I also got to eat some wonderful food. Oh, the food in Dubai!!! The city is fantastic for the quality of its eateries. Amazing indian restaurants, fantastic japanese (they have Zuma...we didnt manage to make it there, but I hear its incredible), top class italian (although don't bother ordering tiramisu in a muslim country. You will get a lovely cake, but nothing resembling the alcohol soaked desert that shares the same name). Most of all I love the fresh juices and my favourite drink in DXB, the AWESOME Mint Lemonade. Intensely sour lemon juice, fresh mint and sugar syrup combined is a brilliant thirst quencher. Basically a virgin mojito…HEAVEN. I couldn't get enough of it. (I feel the same way about Nimboo Pani in the Punjab. I think that drink actually saved my life out there once. Well, that may be a slight dramatisation, but I do remember being revived from almost-fainting after taking a few medicinal gulps!) Food in Dubai is incredible, I even love the supermarkets there. The range of fresh produce is fantastic and the spice racks of fresh spices is delight to shop from. I love it.
Finally, I musn't forget the other incredible foodie experience of Dubai: the Friday Brunch. This, my friends, is the epitome of gluttony. (Again, I liked it, bit didnt like that I liked it!

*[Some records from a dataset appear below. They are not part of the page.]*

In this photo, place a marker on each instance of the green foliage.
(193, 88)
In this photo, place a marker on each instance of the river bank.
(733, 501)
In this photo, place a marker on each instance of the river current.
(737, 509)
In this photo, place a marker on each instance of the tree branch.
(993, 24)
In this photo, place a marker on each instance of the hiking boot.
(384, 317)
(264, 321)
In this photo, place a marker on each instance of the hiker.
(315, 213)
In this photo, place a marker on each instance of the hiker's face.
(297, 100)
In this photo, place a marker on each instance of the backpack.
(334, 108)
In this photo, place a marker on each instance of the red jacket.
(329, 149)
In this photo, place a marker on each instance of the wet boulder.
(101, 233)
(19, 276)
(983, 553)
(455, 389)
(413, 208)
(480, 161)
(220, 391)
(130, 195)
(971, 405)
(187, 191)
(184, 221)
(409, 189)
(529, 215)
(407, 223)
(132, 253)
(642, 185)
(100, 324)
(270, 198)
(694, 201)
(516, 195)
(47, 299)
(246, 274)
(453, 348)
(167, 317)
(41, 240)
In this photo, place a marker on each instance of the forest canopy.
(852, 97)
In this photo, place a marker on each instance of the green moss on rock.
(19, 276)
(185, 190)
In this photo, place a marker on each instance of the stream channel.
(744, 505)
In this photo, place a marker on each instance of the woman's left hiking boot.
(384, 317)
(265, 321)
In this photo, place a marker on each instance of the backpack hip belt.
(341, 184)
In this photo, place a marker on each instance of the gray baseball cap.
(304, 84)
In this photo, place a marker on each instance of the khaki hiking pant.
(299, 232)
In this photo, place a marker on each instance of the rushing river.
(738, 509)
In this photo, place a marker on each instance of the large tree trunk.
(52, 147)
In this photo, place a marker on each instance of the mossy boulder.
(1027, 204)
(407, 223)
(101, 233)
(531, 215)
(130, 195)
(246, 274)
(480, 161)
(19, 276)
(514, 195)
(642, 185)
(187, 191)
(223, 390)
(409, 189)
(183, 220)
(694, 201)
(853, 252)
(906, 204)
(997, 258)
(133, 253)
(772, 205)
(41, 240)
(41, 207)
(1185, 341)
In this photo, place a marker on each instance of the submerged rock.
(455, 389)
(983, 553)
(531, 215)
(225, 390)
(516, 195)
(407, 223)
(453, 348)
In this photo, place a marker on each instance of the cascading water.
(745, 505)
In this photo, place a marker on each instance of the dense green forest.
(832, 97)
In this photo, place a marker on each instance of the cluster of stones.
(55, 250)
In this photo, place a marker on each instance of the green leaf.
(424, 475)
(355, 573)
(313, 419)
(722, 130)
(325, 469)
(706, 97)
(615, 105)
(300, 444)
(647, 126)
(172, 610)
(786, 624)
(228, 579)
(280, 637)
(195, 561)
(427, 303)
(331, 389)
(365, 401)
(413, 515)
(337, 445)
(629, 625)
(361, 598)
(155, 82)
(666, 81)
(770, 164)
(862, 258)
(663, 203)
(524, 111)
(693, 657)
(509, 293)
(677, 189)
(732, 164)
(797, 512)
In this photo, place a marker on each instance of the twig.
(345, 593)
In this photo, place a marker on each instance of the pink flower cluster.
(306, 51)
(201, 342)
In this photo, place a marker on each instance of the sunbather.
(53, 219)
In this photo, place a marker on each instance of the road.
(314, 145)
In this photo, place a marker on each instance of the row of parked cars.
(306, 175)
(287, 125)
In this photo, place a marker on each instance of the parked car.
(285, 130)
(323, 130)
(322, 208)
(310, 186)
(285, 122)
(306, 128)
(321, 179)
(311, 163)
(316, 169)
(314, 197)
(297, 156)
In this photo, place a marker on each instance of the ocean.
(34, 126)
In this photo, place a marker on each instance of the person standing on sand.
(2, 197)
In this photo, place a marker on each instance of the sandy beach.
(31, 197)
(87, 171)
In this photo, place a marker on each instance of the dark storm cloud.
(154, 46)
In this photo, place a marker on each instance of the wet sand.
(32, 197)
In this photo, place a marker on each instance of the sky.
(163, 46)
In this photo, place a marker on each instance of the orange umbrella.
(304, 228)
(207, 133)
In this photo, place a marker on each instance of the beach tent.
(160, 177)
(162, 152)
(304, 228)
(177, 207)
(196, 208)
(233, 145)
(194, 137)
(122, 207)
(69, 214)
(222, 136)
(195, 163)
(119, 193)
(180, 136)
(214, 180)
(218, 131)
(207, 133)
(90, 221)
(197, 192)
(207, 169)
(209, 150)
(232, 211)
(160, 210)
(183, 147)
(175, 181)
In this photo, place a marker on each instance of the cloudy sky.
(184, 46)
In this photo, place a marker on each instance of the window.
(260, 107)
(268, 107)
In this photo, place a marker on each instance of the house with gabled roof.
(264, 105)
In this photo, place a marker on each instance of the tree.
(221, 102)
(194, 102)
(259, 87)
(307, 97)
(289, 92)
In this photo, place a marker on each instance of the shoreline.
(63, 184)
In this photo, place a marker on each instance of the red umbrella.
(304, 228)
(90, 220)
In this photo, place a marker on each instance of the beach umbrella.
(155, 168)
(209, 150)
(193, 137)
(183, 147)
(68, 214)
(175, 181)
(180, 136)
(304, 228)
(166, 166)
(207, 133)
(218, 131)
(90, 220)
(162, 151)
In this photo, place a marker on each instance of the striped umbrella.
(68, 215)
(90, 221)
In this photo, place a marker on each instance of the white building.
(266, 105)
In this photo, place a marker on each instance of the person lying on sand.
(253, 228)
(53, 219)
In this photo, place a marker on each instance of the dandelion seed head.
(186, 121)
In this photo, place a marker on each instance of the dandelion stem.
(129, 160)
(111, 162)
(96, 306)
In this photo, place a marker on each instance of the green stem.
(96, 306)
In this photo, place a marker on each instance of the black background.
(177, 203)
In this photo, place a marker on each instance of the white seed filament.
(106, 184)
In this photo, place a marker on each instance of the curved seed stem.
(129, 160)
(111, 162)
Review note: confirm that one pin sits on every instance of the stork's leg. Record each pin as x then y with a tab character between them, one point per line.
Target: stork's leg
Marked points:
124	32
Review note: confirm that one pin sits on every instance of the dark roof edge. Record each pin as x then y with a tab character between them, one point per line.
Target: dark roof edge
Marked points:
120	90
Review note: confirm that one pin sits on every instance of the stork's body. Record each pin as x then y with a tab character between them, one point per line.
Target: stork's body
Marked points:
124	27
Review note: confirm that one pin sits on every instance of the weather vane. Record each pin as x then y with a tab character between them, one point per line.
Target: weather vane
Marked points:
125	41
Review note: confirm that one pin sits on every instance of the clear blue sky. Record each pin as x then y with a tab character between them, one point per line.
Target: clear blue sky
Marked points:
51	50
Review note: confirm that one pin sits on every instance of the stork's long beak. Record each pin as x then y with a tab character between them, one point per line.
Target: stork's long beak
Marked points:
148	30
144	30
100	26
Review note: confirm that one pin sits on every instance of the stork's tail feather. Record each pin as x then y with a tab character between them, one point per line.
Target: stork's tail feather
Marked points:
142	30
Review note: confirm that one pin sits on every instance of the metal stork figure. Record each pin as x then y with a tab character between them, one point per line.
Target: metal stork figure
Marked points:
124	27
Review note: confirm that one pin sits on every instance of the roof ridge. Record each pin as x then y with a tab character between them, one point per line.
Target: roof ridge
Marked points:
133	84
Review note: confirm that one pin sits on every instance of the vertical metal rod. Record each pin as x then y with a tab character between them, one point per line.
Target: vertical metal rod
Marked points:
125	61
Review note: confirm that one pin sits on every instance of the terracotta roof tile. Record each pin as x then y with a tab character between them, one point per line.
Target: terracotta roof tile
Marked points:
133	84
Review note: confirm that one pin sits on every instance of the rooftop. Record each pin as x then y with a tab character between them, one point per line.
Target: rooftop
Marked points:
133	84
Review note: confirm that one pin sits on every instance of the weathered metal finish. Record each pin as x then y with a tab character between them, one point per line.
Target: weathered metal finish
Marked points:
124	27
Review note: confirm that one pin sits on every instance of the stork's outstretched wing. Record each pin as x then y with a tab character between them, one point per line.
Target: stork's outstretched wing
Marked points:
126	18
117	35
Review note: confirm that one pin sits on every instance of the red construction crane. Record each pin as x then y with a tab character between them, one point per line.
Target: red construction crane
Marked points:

I may need therapy...)
Friday brunch is a jaw dropping feast of food, which starts around midday and continues for hours and hours...you begin with sipping pink bubbly booze, and you proceed to the myriad of stalls to begin the feasts: choose from Mexican, Chinese, Japanese, Lebanese, Indian, British (the chip stall), you name it, its there. As much as you like, for as long as you like, for one fixed price. There are starters from each cuisine, all pretty damn excellent, then mains. I had BBQ prawns, oysters, sushi, fresh salads, some fajitas, there were roast dinners, lebanese mezze...I could go on and on. The desserts had me silent for a long time, lost in a heady chocolate sugar high, all the while the ever attentive waiters silently and discreetly topped up your glass with the bubbly good stuff. It dosen't take long to drift into a daze of gluttonous blurry eyed dreaminess. I felt like a fat cat colonial middle aged man bursting out of a my metaphorical dinner jacket, cigar and whiskey in hand, being waited on by the 'natives'. Didnt like it. But I liked it. See what this place is doing to me?!?! I think I do need therapy!
Dubai is like that. You enter with fresh eyes and you shift uncomfortably in your seat, hesitant to allow yourself to accept its oddness and seductive excess. But at some point you give in. Because deep down, it caters to our shadow side, the side we all want to indulge in but not acknowledge. On the other hand, the city is one of the most optimistic places I have ever been. Anything and everything is possible. Everything can and will get done. Dubai lives in the moment, has fun, feasts, feels the heat of the sun, throws caution to the wind and accepts itself for what it is. And it is one big experiment. It has no fear. I can't help but like it for that.
I loved it there. I loved that the city challenged me, and always will.
I continue to meet wonderful people there, and eat wonderful food, and feel an affection for the place, despite myself. I described it as a big warm blanket that wrapped itself around me and gave me a 'welcome back' hug. I was in need of such a hug.
Besides, as long as the angels that took care of me are in that city, I wont be staying away for long. Thankyou, you beautiful ladies, for taking care of me. Love you dearly.
Save me a spot next to you on the beach.